In 1902, she co-authored a study on cervical cancer in the Netherlands. She served as an editor for the Netherlands Journal of Medicine, as well as the Netherlands Journal of Obstetrics and Gynecology. Van Tussenbroek was a board member of the Dutch Society for the Advancement of Medicine. She also was active as a writer, frequently contributing to medical journals. Together with Dr. J. Blok and C. H. de Jong, in 1898 she published "Inleiding tot de studie der schoolhygiëne" (Introduction to the Study of School Hygiene) and in 1911 "De ontwikkeling der aseptische verloskunde in Nederland" (The Development of Aseptic Obstetrics in the Netherlands).

Politically active, van Tussenbroek was a member of the Society for Women's Suffrage and wore a velvet strap pin of the portrait of the American suffragette Carrie Chapman Catt. Between 1910 and 1916, she served as vice-president and later president of the National Association for Female Labor. In 1919, the year that Dutch women were enfranchised, she ran as a candidate for the General Netherlands Women's Organization (Algemeene Nederlandsche Vrouwenorganisatie) (ANVO) in the parliamentary elections, although she was defeated.

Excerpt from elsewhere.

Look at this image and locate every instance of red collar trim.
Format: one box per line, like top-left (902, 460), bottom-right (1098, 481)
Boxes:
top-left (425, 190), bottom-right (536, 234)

Van Tussenbroek died on 5 May 1925 in Amsterdam.

==Legacy==
After van Tussenbroek's death, Dr. Marianne Herwerden, a member of the Dutch Association of Women in Academic Education (Vereniging van Vrouwen met een Academische Opleiding) (VVAO), set up a trust fund managed by the association in 1926. The fund, which bears van Tussenbroek's name provides funds for Dutch women scholars to study at home or abroad and complete graduate research.